Es macht mir aber auch einfach Spaß. Ich erlebe Dinge, die ich sonst nie erleben würde. Und da rede ich nicht davon, dass wir hier einen Grill haben, den wir auch gerne benutzen. Ich bin vor dem ASB zum Beispiel noch nie mit dem Speedboot über den Rhein gefahren. Ich habe vorher noch nie eine Übung in der Rheinaue gemacht, bei der eine ganze Insel brennt.

Genauso gibt es natürlich Situationen, die wirklich tragisch sind. Du weißt dann aber auch, dass du helfen kannst. Manchmal siehst du jemanden an und weißt: Für diesen Menschen bist du gerade extrem wichtig. Du wirst ihm ein Leben lang in Erinnerung bleiben, weil du in diesem Moment da bist und hilfst. Und dann kommst du nass, kalt und müde um 4 Uhr morgens nach Hause – und bist trotzdem glücklich.“


Christian S. (35)

„Früher hatte ich nie Zeit für Ehrenamt, obwohl Freunde mir immer wieder gesagt haben, ich soll doch mal mitkommen. Seit diesem Jahr bin ich nicht mehr Geschäftsführer von meinem Karnevalsverein, also hab ich gesagt, na gut, jetzt schau ich mir die Sache mal an. Also stand ich dann mitten in der Nacht in der Rheinaue und jemand sagte mir, ich soll die gelben Klamotten anziehen. Nee, sag ich, ich will ja nur gucken. Ja ja, sagt er, zum Gucken musst du auch die Klamotten anziehen – und dann setz dich da hinten zur Technik und Sicherheit. Ich habe an dem Abend die Technik mitgemacht, und seitdem bin ich dabei.

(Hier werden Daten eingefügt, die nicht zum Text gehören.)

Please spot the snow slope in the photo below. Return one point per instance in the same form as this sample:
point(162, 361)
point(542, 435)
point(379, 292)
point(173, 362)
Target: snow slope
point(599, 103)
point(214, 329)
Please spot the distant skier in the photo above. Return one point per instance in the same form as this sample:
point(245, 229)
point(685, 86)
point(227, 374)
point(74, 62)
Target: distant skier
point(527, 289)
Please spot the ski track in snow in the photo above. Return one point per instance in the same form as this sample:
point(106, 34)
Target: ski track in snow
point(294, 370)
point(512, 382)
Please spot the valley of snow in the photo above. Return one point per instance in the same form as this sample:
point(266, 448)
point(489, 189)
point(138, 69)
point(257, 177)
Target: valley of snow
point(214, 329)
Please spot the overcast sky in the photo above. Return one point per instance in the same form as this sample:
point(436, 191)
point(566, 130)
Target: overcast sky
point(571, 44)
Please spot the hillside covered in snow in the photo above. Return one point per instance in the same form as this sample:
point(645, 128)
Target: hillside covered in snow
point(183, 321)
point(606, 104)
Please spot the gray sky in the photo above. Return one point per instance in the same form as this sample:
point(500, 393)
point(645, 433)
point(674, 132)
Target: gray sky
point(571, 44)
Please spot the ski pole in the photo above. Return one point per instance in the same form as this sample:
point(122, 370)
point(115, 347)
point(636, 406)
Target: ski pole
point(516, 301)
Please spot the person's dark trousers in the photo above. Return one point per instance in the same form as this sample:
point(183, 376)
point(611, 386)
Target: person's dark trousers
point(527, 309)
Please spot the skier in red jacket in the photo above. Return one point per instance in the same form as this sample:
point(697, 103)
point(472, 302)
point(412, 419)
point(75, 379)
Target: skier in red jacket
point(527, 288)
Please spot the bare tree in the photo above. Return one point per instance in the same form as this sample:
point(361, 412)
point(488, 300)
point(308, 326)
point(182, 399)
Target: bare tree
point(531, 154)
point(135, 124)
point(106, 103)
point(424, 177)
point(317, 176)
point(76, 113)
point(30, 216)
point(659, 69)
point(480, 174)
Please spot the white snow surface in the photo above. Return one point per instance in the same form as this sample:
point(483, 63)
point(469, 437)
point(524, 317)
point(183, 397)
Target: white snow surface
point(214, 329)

Ich bin ein technisch orientierter Mensch – medizinische Sachen liegen mir nicht so. Das klappt auch wunderbar, ich kann genau das tun, was mir liegt und was ich gerne mache. Jeder bringt sich mit dem ein, was für ihn passt. Ob jetzt technisch, medizinisch, organisatorisch oder unterstützend. Und es ist schon großartig anzusehen, wie alle durcheinander wuseln und es dann einfach funktioniert.

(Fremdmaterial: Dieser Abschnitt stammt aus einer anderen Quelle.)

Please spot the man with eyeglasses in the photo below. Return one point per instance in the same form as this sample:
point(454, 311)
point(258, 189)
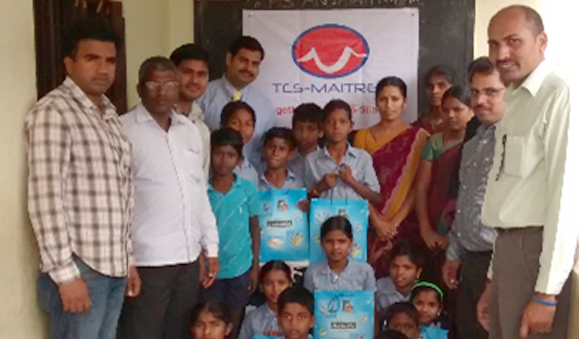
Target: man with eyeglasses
point(534, 216)
point(470, 241)
point(172, 222)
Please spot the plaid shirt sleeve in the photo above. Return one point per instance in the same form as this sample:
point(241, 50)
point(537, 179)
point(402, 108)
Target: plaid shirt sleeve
point(48, 162)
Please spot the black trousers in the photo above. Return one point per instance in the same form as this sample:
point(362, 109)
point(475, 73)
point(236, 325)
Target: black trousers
point(473, 277)
point(163, 309)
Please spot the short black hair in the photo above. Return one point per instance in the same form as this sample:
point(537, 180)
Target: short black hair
point(91, 27)
point(482, 65)
point(189, 52)
point(296, 294)
point(156, 63)
point(405, 248)
point(335, 104)
point(391, 81)
point(391, 334)
point(447, 73)
point(227, 137)
point(218, 309)
point(282, 133)
point(402, 307)
point(458, 92)
point(232, 107)
point(247, 42)
point(532, 17)
point(308, 112)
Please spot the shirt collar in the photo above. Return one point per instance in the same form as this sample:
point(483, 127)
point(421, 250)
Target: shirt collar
point(328, 271)
point(349, 151)
point(143, 115)
point(236, 183)
point(534, 81)
point(290, 177)
point(229, 89)
point(78, 94)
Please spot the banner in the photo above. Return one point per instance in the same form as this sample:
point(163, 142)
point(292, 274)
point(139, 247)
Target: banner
point(284, 227)
point(319, 55)
point(356, 211)
point(344, 314)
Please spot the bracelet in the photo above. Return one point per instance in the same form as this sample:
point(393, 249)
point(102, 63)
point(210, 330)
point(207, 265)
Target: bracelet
point(543, 302)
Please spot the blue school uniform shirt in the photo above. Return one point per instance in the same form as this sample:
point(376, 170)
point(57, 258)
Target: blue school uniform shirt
point(291, 182)
point(320, 162)
point(232, 211)
point(432, 333)
point(387, 294)
point(357, 276)
point(219, 93)
point(257, 322)
point(247, 171)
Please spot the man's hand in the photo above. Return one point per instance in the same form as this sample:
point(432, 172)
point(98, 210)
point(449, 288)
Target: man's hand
point(538, 318)
point(133, 283)
point(345, 173)
point(253, 279)
point(450, 273)
point(482, 308)
point(211, 272)
point(75, 297)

Was ich auch schon gemerkt habe: Man gewinnt sehr viel Ruhe durch die Erfahrung im Ehrenamt. Es gibt ja auch beruflich immer wieder Situationen, in denen alle kopflos in Panik durch die Gegend laufen. Wenn man es schon gewohnt ist, dass hinter einem die Hütte abbrennt, dann bleibt man ruhig. Und so kommt man eben am weitesten, gerade in hektischen Momenten.“


Krankentransport
Sanitätsdienst

Lisa K. (27)

„Eigentlich wollte ich mir nur ein wenig medizinisches Wissen aneignen und höchstens etwas ins Ehrenamt hineinschnuppern. Ich mache in meinem Job medizinische Abrechnungen und wollte einfach besser verstehen, was ich da abrechne. Deshalb habe ich eine Rettungshelfer-Ausbildung gemacht. Und dann habe ich auch mal im Sanitätsdienst mitgemacht. Zuerst bei einem Lauf in der Rheinaue, dann an Karneval … Das war 2016, und ich bin immer noch begeistert dabei.

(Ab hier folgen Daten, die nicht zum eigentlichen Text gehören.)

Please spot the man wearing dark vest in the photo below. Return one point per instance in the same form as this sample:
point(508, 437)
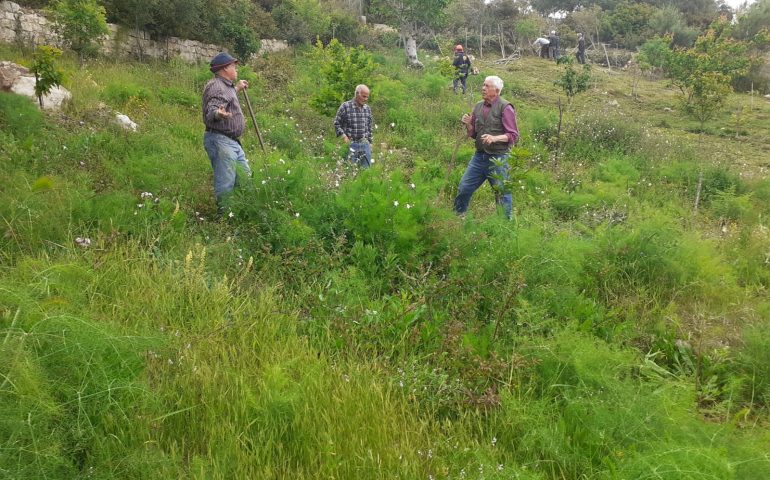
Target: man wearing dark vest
point(462, 65)
point(493, 125)
point(223, 118)
point(581, 51)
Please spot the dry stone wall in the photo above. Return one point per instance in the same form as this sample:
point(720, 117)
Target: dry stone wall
point(28, 27)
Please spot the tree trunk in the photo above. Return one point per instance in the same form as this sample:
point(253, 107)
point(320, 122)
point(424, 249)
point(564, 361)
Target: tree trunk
point(410, 46)
point(502, 40)
point(481, 41)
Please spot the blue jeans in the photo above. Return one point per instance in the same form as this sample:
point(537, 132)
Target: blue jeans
point(227, 158)
point(360, 154)
point(460, 80)
point(481, 169)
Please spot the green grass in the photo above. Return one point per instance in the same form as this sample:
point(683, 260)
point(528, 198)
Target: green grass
point(346, 324)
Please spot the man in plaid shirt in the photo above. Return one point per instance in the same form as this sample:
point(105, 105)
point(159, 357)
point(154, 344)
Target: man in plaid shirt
point(354, 124)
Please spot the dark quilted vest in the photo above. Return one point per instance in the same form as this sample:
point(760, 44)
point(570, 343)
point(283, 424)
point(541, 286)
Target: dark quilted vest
point(492, 125)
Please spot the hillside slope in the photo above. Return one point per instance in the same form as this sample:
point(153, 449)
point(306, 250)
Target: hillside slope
point(345, 324)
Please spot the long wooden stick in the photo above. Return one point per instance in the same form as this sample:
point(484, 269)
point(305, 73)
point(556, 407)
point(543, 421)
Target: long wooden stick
point(254, 120)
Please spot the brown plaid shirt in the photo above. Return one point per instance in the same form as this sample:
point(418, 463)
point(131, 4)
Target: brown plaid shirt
point(220, 92)
point(354, 121)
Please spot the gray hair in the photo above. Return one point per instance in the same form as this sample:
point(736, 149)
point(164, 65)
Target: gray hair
point(497, 82)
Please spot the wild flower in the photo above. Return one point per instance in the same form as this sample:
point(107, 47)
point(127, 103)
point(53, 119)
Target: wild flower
point(83, 242)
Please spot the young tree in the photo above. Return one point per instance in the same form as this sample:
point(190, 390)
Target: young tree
point(412, 16)
point(341, 70)
point(47, 75)
point(587, 20)
point(80, 23)
point(573, 81)
point(708, 93)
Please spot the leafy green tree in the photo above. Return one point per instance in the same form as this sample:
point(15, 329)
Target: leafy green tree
point(341, 69)
point(670, 21)
point(47, 75)
point(714, 52)
point(80, 23)
point(754, 19)
point(411, 16)
point(627, 24)
point(707, 95)
point(573, 81)
point(655, 54)
point(587, 21)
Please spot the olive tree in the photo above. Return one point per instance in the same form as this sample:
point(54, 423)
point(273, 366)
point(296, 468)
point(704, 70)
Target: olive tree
point(80, 23)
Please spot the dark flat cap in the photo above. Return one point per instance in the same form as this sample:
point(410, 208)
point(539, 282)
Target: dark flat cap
point(220, 61)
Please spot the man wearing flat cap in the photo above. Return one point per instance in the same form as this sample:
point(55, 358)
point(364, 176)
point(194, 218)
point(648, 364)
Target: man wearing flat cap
point(224, 122)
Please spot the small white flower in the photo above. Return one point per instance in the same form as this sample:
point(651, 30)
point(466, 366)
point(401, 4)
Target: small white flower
point(84, 242)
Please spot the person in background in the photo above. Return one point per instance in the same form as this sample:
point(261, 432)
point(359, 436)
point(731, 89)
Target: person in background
point(462, 65)
point(581, 51)
point(354, 124)
point(543, 44)
point(493, 125)
point(224, 122)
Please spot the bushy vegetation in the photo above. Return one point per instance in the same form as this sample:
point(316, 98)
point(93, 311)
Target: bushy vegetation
point(338, 323)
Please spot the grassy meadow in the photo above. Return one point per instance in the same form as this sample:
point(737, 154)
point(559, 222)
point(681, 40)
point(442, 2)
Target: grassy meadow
point(343, 324)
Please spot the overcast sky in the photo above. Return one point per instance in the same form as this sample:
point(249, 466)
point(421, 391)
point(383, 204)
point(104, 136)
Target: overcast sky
point(737, 3)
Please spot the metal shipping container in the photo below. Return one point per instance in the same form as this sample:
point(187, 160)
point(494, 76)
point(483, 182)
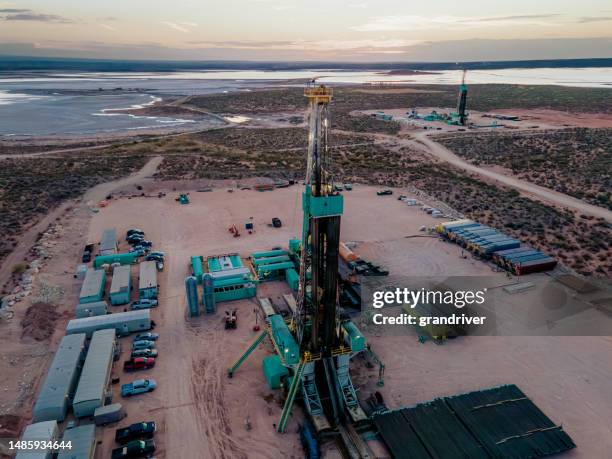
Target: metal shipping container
point(108, 243)
point(59, 385)
point(98, 308)
point(46, 431)
point(91, 391)
point(93, 286)
point(147, 282)
point(82, 442)
point(123, 323)
point(121, 285)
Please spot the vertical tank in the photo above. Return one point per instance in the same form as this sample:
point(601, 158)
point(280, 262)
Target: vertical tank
point(191, 289)
point(208, 295)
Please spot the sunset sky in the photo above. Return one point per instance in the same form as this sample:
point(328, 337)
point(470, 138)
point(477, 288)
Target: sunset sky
point(353, 30)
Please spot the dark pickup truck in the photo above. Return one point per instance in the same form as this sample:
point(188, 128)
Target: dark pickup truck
point(136, 448)
point(135, 431)
point(138, 363)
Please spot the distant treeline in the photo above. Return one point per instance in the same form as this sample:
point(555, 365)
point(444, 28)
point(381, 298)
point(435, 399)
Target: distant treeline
point(23, 63)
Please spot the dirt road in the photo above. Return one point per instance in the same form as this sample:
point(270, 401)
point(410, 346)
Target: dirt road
point(545, 194)
point(28, 238)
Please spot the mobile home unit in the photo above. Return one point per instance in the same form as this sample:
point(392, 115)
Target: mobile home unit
point(46, 431)
point(147, 282)
point(121, 285)
point(93, 286)
point(91, 391)
point(61, 380)
point(123, 323)
point(98, 308)
point(108, 243)
point(82, 442)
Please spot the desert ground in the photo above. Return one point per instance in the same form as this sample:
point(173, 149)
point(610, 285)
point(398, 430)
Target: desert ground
point(50, 193)
point(202, 413)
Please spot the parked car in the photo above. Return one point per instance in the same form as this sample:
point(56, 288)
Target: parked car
point(140, 252)
point(135, 431)
point(143, 344)
point(136, 448)
point(134, 238)
point(145, 303)
point(140, 386)
point(138, 363)
point(146, 336)
point(144, 353)
point(132, 231)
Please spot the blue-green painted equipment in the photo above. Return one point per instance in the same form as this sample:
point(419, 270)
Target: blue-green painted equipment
point(274, 371)
point(122, 258)
point(197, 267)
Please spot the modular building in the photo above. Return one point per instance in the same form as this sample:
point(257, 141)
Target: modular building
point(123, 323)
point(61, 380)
point(231, 280)
point(121, 285)
point(46, 431)
point(147, 282)
point(93, 286)
point(127, 258)
point(91, 391)
point(108, 243)
point(98, 308)
point(197, 268)
point(82, 442)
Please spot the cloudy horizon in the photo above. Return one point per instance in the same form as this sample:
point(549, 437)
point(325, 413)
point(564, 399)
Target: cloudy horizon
point(357, 31)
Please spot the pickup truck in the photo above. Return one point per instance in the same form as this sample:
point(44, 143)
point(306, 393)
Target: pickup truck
point(143, 344)
point(146, 336)
point(136, 448)
point(144, 353)
point(135, 431)
point(140, 386)
point(139, 363)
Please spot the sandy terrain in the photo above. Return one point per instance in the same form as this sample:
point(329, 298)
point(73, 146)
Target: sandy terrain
point(201, 413)
point(545, 194)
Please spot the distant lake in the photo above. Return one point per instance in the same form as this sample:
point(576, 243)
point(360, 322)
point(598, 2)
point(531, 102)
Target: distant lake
point(68, 103)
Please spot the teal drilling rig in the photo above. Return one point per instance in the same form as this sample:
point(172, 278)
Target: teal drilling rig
point(316, 345)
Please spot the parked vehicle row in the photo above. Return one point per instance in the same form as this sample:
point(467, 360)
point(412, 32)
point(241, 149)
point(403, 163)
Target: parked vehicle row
point(136, 440)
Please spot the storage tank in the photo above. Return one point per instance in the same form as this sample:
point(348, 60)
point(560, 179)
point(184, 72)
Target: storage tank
point(191, 289)
point(208, 294)
point(196, 268)
point(347, 254)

Das Ehrenamt beim ASB ist eine totale Abwechslung von meinem Beruf. Das gefällt mir sehr gut daran. Und die Menschen sind einfach glücklich, wenn man da ist. Man kriegt auch mal ein Lächeln zurück. Die Dankbarkeit ist einfach schön.

Was mir auch sehr gut gefällt: Jeder hat im Team einen Platz, und man wird so akzeptiert, wie man ist. Jeder kann und muss sich auf die anderen verlassen. Man hat zwar auch Spaß miteinander, aber im Ernst der Lage weiß ich immer: Der hilft mir jetzt. Man erlebt gemeinsam Gutes und Schlechtes, und wenn man einmal etwas Schlechtes erlebt, redet man miteinander, und alles ist wieder gut.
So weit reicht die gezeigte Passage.